Isto deu-lhe um enorme prazer mas também problemas com pessoas da vizinhança que tentavam berrar mais alto que ele e ainda lhe atiravam água ( daquela de beber... não da de marcar território ). Felizmente a almofada ficava dentro da casota e eles não a conseguiam atingir...
Depois foi a época de correr atrás dos pássaros que vinham debicar a fruta, e a dos gatos que do alto dos muros saltavam para as árvores tentando pegar os pássaros e sem vergonha lhe faziam caretas, miavam e assopravam mas sem chegarem perto de si, com medo de seus dentes e latidos.
Foi então que percebeu mudara de voz.
Que coisa estranha.e medonha... De peito inchado arremeteu contra o desconhecido e por pouco não mordeu a própria cauda...
Maravilhado percebeu que o rosnar, embora mais abafado e menos barulhento que o ladrar tinha um excelente efeito nos gatos, pássaros e até sobre as pessoas.
Também conseguia saltar mais alto, muito alto mesmo.
E finalmente um dia começou a “construir” buracos na terra. Escavar!!!
A sua primeira obra de engenharia foi um túnel para o quintal da vizinha
Foi uma grande vitória alargar assim seu território, correr com os gatos e farejar metodicamente este novo espaço até então inacessível.
Está-se mesmo a ver que isto lhe trouxe mais uma vez ralhos, gritos, água e até pedradas...
Mas terrível era o frio que sentia, quando por cima do muro apareciam faiscando, ameaçadores, os olhos de vidro da senhora do pelo encaracolado e branco.
Sim, podia até cheirá-la nos dias em que ela ficava escondida do lado de lá gritando para o lado de cá... Palavras, ai tantas palavras... era uma senhora muito culta, sabia mesmo muitas palavras... (O que seria isso de “besta quadrada” ou bad-black-dog?!)
Mas ela não sabia saltar o muro, nem sequer conseguia escavar um caminho até ele!
Com essa certeza e sentindo-se finalmente “dono do pedaço”, meticulosamente lá foi demarcando o quintal, de perninha ao lado e nariz no no ar, enquanto a olhava orgulhoso com seus pequenos e redondos olhinhos cor de mel.

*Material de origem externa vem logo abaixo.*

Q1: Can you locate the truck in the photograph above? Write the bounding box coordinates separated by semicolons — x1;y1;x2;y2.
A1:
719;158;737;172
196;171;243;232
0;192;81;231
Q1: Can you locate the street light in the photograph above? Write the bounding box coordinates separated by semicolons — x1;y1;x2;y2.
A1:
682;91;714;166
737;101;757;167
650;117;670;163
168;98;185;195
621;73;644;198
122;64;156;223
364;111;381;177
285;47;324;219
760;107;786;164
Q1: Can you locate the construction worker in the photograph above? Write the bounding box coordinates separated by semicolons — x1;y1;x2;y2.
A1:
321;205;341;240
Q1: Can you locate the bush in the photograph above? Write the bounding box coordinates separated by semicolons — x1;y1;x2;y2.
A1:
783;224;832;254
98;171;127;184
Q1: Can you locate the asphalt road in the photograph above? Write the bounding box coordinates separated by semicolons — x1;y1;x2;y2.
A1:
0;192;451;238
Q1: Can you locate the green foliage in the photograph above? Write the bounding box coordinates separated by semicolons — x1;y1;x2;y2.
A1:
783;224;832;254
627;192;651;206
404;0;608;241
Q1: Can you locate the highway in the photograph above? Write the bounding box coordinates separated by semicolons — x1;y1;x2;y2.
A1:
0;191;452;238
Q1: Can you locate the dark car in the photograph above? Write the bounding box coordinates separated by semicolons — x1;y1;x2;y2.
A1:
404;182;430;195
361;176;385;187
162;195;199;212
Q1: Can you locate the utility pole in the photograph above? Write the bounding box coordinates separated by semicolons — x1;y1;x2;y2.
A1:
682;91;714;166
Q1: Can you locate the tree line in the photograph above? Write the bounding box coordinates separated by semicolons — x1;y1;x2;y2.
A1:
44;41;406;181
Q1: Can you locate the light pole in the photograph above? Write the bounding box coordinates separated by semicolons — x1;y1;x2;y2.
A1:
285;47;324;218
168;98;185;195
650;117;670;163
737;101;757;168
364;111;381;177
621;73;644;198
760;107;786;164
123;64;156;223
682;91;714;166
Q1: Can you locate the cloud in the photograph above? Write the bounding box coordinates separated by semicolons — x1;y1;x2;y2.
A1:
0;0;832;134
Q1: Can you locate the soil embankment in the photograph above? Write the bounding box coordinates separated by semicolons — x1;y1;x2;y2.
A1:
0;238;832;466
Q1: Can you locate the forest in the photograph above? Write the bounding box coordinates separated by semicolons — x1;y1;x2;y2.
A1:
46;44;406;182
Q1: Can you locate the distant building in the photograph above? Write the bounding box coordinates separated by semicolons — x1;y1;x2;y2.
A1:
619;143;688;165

Mais seguro de si e feliz da vida, Gimbras descobriu os prazeres de brincar com a sua almofada “americana”. ( Devo confessar que fui eu que a comprei, .foi irresistível ao imaginar o cão preto deitado na bandeira ...)
Nunca pensei no quanto e como essa resistente almofada se tornaria num brinquedo tão apreciado e querido.
E ele corria, fintava e atirava-a ao ar, corria e voltava, saltava, trepava e cavalgava alegre, tonto, sem ver flores nem couves, até embater nalguma árvore e cansado do novo jogo, adormecer ternamente a ela abraçado.preparando-se para novo, frenético e estimulante exercício.
Pensando agora nisso, acho que foi por essa altura que os nossos vizinhos, debruçados das janelas atentos e carinhosos o começaram a presentear com pedacinhos de carne, ossos com tutano e, ternurentos ainda animavam o Gimbras comentando:
--“Ai que lindinho!...olhem só como é alegre ... e tão engraçadinho !!!”
E assim se passaram os primeiros anos da vida do nosso cachorrinho.